“Insuring” Farming and Conservation Success (June 2012)
The Farm Bill affects more U.S. land than any other piece of federal legislation in place today. For agricultural policy to best serve America’s needs in the 21st century, we need a modern Farm Bill that will sustain our farms, our lands, and our people. The Izaak Walton League has identified focused, cost-effective policies for the 2012 Farm Bill that can be implemented within existing frameworks and without additional spending. In fact, these recommendations can save taxpayer dollars while also ensuring conservation benefits. Taking these modest steps to protect and enhance our nation’s natural resources will promote sustainable agriculture, conserve fish and wildlife habitat, and provide economic opportunities for all Americans.
Izaak Walton League 2012 Farm Bill
Re-establish the connection between federal crop insurance premium subsidies and basic conservation compliance provisions aimed at protecting wetlands and reducing soil erosion.
Crop Insurance Severed From
Many Farm Bill programs that provide financial support to farmers include provisions known as “conservation compliance.” This system ensures that when public funds are voluntarily accepted by producers, the public benefits through basic protections for soil, water, and wetlands. However, the federal crop insurance program – soon to be the largest Farm Bill subsidy for farmers – does not carry common-sense conservation compliance provisions.
This problem has its roots in the 1996 Farm Bill, when lawmakers exempted crop insurance from long-standing conservation standards. The justification offered at the time was the need to encourage more farmers to sign up for crop insurance, which would decrease federal expenditures for disaster assistance. Since then, crop insurance enrollments have increased exponentially. Today, crop insurance participation rates exceed 80 percent for corn, soybeans, wheat, cotton, and peanuts; more than 264 million acres are insured across the country.
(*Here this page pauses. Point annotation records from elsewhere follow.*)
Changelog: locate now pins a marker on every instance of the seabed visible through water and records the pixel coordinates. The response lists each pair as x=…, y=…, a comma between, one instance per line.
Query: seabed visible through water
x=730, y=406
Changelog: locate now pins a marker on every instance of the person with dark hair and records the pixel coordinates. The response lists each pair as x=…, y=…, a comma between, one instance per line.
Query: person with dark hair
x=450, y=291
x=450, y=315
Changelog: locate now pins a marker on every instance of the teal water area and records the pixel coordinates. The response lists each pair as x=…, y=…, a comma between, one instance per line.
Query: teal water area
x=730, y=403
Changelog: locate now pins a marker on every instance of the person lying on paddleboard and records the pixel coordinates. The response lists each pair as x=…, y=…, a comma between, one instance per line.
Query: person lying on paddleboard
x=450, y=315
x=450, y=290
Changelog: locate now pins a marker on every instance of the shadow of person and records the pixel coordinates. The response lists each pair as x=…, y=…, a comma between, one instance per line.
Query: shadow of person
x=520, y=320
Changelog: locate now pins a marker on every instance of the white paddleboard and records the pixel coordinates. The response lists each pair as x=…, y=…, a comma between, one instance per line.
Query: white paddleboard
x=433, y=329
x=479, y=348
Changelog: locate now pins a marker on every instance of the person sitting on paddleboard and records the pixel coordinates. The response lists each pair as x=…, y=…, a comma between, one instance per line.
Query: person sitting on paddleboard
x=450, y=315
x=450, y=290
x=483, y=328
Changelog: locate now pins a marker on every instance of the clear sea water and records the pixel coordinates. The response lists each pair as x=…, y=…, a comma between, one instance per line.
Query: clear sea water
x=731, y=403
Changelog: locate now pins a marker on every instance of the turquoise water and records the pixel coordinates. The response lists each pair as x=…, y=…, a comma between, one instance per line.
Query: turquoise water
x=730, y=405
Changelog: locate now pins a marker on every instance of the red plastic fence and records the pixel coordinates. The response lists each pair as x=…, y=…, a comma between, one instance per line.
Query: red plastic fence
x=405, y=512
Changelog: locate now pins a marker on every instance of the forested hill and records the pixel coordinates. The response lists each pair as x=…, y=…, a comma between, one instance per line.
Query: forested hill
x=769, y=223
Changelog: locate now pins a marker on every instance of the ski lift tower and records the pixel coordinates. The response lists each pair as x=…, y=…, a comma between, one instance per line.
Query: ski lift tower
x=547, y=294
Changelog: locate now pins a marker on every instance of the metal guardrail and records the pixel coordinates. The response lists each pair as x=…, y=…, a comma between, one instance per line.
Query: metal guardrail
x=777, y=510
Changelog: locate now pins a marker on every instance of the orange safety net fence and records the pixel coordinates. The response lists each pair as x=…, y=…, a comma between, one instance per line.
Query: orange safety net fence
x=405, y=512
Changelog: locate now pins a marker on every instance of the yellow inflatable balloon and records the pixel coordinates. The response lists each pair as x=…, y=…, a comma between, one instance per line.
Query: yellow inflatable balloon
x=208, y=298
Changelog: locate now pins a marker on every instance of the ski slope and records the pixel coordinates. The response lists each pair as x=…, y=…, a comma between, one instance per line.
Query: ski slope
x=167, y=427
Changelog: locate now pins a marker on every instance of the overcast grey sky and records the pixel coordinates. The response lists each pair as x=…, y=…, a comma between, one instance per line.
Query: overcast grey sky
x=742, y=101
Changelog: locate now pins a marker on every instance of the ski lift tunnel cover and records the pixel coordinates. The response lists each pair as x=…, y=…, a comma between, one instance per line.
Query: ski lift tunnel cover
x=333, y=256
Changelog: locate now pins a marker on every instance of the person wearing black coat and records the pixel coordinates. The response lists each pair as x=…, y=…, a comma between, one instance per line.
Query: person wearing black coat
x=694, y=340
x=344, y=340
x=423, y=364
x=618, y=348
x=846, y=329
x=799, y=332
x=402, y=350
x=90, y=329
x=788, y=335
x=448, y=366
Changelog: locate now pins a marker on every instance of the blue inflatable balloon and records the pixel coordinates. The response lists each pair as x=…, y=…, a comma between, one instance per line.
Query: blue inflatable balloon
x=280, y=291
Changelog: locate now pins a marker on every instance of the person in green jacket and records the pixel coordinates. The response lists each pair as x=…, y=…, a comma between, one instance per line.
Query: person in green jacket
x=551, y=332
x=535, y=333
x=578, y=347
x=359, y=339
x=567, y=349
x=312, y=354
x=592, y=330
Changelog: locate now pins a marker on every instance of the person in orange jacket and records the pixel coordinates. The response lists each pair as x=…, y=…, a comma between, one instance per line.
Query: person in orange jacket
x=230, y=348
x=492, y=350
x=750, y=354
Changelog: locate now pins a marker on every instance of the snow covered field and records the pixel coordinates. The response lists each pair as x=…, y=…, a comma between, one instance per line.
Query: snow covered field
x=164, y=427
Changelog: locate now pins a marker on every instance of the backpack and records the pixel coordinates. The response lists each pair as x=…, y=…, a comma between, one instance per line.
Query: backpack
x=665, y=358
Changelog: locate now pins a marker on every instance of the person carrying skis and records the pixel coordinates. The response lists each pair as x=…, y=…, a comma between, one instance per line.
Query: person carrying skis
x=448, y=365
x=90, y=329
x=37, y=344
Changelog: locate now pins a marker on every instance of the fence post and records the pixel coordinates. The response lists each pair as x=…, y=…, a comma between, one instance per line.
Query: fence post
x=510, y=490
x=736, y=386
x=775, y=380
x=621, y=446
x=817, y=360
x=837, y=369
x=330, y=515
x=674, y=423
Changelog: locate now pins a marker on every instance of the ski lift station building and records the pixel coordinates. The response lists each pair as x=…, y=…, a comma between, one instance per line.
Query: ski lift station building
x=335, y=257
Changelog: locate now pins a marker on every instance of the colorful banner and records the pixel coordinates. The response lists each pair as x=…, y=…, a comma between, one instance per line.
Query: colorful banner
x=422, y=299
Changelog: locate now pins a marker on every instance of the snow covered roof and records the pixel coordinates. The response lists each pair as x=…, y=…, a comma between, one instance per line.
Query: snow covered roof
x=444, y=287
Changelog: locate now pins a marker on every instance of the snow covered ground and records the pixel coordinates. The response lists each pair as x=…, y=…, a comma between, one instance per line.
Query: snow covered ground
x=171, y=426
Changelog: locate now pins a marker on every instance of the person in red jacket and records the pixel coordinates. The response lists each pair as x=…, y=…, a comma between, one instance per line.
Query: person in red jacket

Taxpayers Provide a Safety
Providing crop insurance as a “safety net” for American farmers makes sense. Farming is risky, and crop insurance can protect against the unpredictability of weather and ensure producers can meet our nation’s needs. However, federal crop insurance policies are often very different from the insurance policies we have for our cars or homes. For example, the average America car owner pays each year for car insurance but only receives an insurance payment if the car is damaged. On the other hand, many crop insurance policies pay out regardless of whether a crop is destroyed by drought, flourishing in perfect conditions, or anything in between.
Moreover, underwriting the cost of crop insurance costs taxpayers billions of dollars annually. Federal payments to cover crop insurance premiums grew from $500 million per year in the 1980s to more than $7.4 billion in 2011. On average, taxpayers cover 60 percent of a producer’s crop insurance premiums, although subsidies can be as high as 80 percent. Over the next decade, crop insurance premium supports are projected to account for more Farm Bill spending than any program other than nutrition.
Taxpayers Rapidly Losing
Supporting farmers to ensure our country’s ability to feed our citizens makes sense, but it also makes sense to ensure taxpayers receive conservation benefits in return. Current crop insurance policies encourage risky agricultural production directly at odds with our nation’s conservation goals. Ensuring revenue for a crop year – regardless of actual production and with no limits on payments – rewards expanded production without consideration for damage to soil, wetlands, or even land productivity.
Failure to reconnect crop insurance subsidies with conservation compliance has major implications for natural resources and conservation. Many traditional farm support programs that have conservation provisions are not making payments because commodity prices have been (and are projected to continue to be) historically high. This means producers are not required to meet conservation compliance provisions. Policy changes in the 2012 Farm Bill would further weaken conservation efforts. Direct payments to major crop producers have historically been connected with conservation compliance. However, with record-high crop prices and the need to reduce the federal budget deficit, it is widely anticipated that Congress will eliminate direct payments and other traditional farm support payments in the 2012 Farm Bill – along with the conservation provisions tied to these payments.
These policy changes are not projected to yield major savings for taxpayers. Instead, spending for farm subsidies is shifting decidedly toward crop insurance, and there is steadfast opposition to reconnecting conservation compliance provisions to these subsidies. The long-standing covenant between taxpayers and producers is breaking down.
The League urges Congress to reconnect conservation compliance with crop insurance subsidies. Reinstating basic standards to reduce soil erosion and protect wetlands as part of the single largest farm subsidy program will help conserve fish and wildlife, safeguard drinking water supplies, and provide flood protection. At a time when the long-standing connection between taxpayer support and conservation compliance is eroding, this requirement is especially important. In addition, withholding payments from farmers who choose not to meet basic conservation standards will save taxpayer dollars.
In June 2012, the U.S. Senate approved an amendment to the 2012 Farm Bill to reestablish the connection between conservation compliance and federal crop insurance premium subsidies. It is important that the House of Representatives take similar steps.
Our recommendation is both fiscally responsible and continues long-standing support for America’s farmers. It strikes a balance between protecting farmers and ensuring American taxpayers receive basic conservation benefits in return for billions of dollars in financial support.